Très mal accueilli, sifflé et hué lors de la projection de 8h30 par une grosse partie du public/critiques, le dernier film de Takashi Miike, est plus intéressant qu’il n’y parait au premier abord. Une petite fille de 7 ans est retrouvée morte et violée dans une conduite d’égout. Son grand-père offre un milliard de yens à celui qui tuera l’agresseur de sa petite-fille. Identifié par son ADN, le jeune psychopathe est un récidiviste sorti de prison. Trahi par un ex-tolard, il se constitue prisonnier dans un commissariat de province. L’affaire fait les gros titres de la presse. Et la perceptive de la récompense attise bien des convoitises. Deux flics, un homme et une femme, spécialisée dans la protection des personnalités, sont chargés de ramener le tueur à Tokyo. Le déplacement s’avère bien plus difficile que prévu, des membres de la police espère eux aussi décrocher la récompense.

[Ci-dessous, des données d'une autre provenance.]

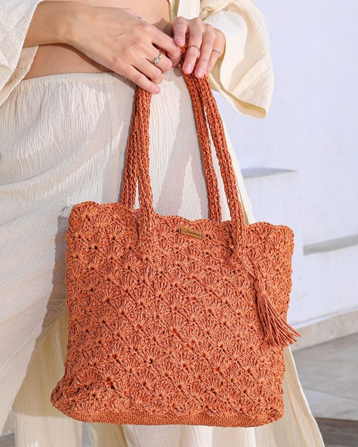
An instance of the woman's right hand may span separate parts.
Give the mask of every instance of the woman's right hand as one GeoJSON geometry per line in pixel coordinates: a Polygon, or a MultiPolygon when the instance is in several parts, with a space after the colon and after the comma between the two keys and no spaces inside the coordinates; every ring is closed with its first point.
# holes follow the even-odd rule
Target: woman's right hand
{"type": "Polygon", "coordinates": [[[163,73],[180,61],[174,39],[131,9],[78,5],[66,43],[150,93],[159,93],[163,73]],[[153,44],[169,56],[162,54],[155,65],[159,50],[153,44]]]}
{"type": "Polygon", "coordinates": [[[93,6],[77,1],[40,1],[23,47],[71,45],[90,59],[122,74],[150,93],[159,93],[163,73],[180,61],[173,37],[139,18],[131,9],[93,6]],[[159,48],[165,50],[152,62],[159,48]]]}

A nous occidentaux, le scénario rappelle des films des années soixante-dix et en particulier le formidable film de Clint Eastwood, L’épreuve de force, et quant au postulat de départ il rappelle vaguement celui de La rançon de Ron Howard, écrit par Richard Price. L’intérêt du film n’est pas là. Miike développe dans Shield of Straw toute une série de variations sur la mort et plus directement sur la peine de mort, sujet particulièrement tabou dans la société japonaise. Ce qui est le plus étonnant, c’est que ce thème est le principal moteur de ce film que l’on peut qualifier d’hyper-commercial. Ainsi, tous les personnages sont issus de catégories sociales différentes et se trouvent confortés dans leur volonté de tuer le psychopathe par l’acceptation de la société japonaise de la peine de mort. Mais pour chacun, il existe une ligne morale, et le franchissement de cette ligne est l’enjeu principal du film. D’un côté, un monde d’ouvriers, de petits patrons, de prolétaires, de l’autre un monde d’ordre, la police, l’état, entre les deux la presse aussi bien écrite que télévisuelle sans oublier Internet comme amplificateur immédiat de l’information. Miike dépeint une société où l’argent, quel que soit le milieu social, en est le premier moteur, le garant d’une vie meilleure, de la réussite et de la fin de tous les problèmes individuels. L’argent n’est ni plus ni moins que le synonyme du bonheur auquel tout un chacun aspire. L’élimination de l’autre en est le moyen.
Les différents protagonistes, que le spectateur rencontre tout au long du film, exposent leurs arguments et pseudo-justifications pour abattre le dégénéré, puisque de toute façon la société autorise et applique la peine de mort. Ainsi au sein du film, Miike met en place un discours théorique en parallèle d’un mouvement d’action pure. Ces deux parallèles finissent par se joindre dans un final où Miike brouille définitivement les cartes de l’ordre morale et d’une morale personnelle, lors de la rencontre du vieillard milliardaire et de l’unique survivant de ce périple, tandis que le psychopathe exprime ses regrets de ne pas avoir tué plus de personnes. Mais ce jeu sur deux tableaux, la théorisation et l’action, entraîne la mise en scène du discours vers une forme de schématisation des séquences, et le fonctionnement « rationnel » du scénario s’en trouve affecté. Miike n’a pas pu trouver un juste milieu et fondre l’ensemble dans l’action. Certaines scènes, – la rencontre avec le père d’une des victimes avec le groupe de policiers, le tueur, la chauffeuse de taxi de la fin, entre autres -, donnent l’impression de ne pas s’imbriquer naturellement dans le film, et que le scénario ne fonctionne que sur un ensemble de heureux hasards. Takashi Miike cinéaste iconoclaste et passionnant, auteur d’œuvre qui reste encore à découvrir, a depuis Shield of Straw terminé deux films.
Fernand Garcia
Wara No Tate – Shield of Straw, un film de Takashi Miike avec Takao Osawa, Nanako Matsushima, Tatsuya Fujiwara. Scénario : Tamio Hayashi d’après le roman de Kazuhiro Kiuchi. Photo : Kita Nobuyasu. Musique : Koji Endo. Production : Nippon Television Network Corporation – Warner Bros. Pictures Japon. Format image : 2,35 :1. Couleur. 2013. Japon. Durée : 125 mn. Sélection Officielle – Cannes 2013.